These Were the Days

     It was a time when those not destroyed by their enemies were destroyed by their friends.
     People were indicted not for their acts, but for their presumed opinions — “an indelible blot upon that reign.”
     Good stuff, huh? Tacitus on Tiberius.
     Nothing like finding something 2,000 years old that sounds like yesterday to let you know you’re onto something.
     After the great catastrophe of the year 64, the Fire of Rome, Nero organized the tortures and executions of “alien” scapegoats — not because they were guilty, but for the pleasure of the mob, and because it was so easy to do — thanks to the aliens’ loathsome religion, which was called Christianity.
     Proof again that God did not want men to be happy, but wanted us to suffer, Tacitus said. God is indifferent to our conceptions of good or evil.
     Historians today consider Tacitus, who died in the year 117, the most reliable of the old Roman historians. If he had an ax to grind, he did it quietly.
     As a senator and consul from the equestrian (upper middle) class, not an aristocrat (the 1 percent), Tacitus witnessed the decline of the empire from the inside, and had the wits and the courage to describe it — on a bank shot.
     “Such was the depravity of the times” (Gibbon), Tacitus knew he could not take on the Powers That Be directly — not when they could kill him, or lock him up forever without trial for the way they thought he thought.
     So Tacitus wrote about the glories of their ancestors. That was allowed: to give glory to the long-dead, and place the blame on the recently, conveniently dead. Because there are enemies everywhere — and if they are not in power today, they may be tomorrow.

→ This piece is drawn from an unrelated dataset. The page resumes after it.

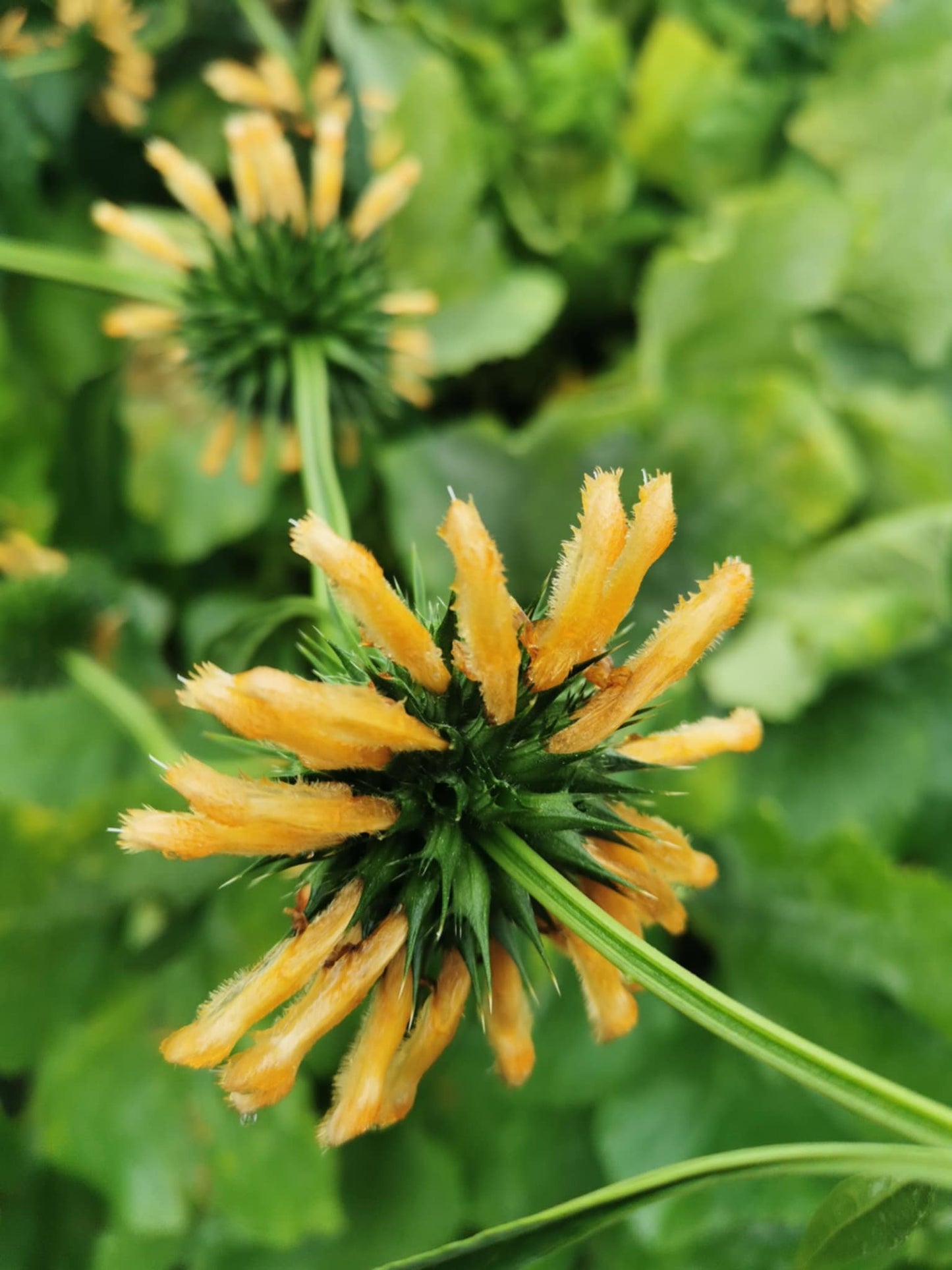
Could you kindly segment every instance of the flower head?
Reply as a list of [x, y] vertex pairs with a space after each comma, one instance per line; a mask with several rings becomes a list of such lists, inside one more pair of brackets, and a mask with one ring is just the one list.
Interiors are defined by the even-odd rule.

     Casting his cold eyes upon power politics, Tacitus wrote that it is no virtue to shut oneself up in the armor of an ideology — no matter how popular it may be at the moment.
     And speaking of virtue, Tacitus’ biographer Ronald Syme, the twentieth century’s greatest historian of ancient Rome, wrote that virtu, for the old Romans, can best be defined by our words courage and energy.
     The love of liberty and the love of domination spring from the same root, with good or evil results: courage and energy, Syme wrote, paraphrasing Tacitus. The vanquished — in this season’s terms, “the losers” — are left to feel the lesser evils of hatred and resentment.
     Tacitus observed that the powerless — the losers — tend to abandon logic and resort to apocalyptic predictions.
     And since we’re on the subject, long before the rise and fall of the empire, Cato the Elder (234-149 B.C.) said that the enemies of Rome had every right to aspire to freedom and to pray for Rome’s defeat.
     Cato’s views were “obnoxious” to the Roman Senate, if you can believe Plutarch, but enough people liked Cato to let him die in bed. “What Cato dreaded,” Plutarch wrote, was the day “when the Roman people were inebriated and staggering with their power.”
     As the empire’s first megalomaniac emperors led their people toward catastrophe, Tacitus asked: “How can one not deride the brute stupidity of those who hold power? Let them punish opinion, they can never destroy it.”
     Ringing any bells yet?
     Sixty days until our presidential election.
     As Harry Truman said as he popped his head out of the curtains on the voting booth in 1948: “Think I should vote a straight ticket?”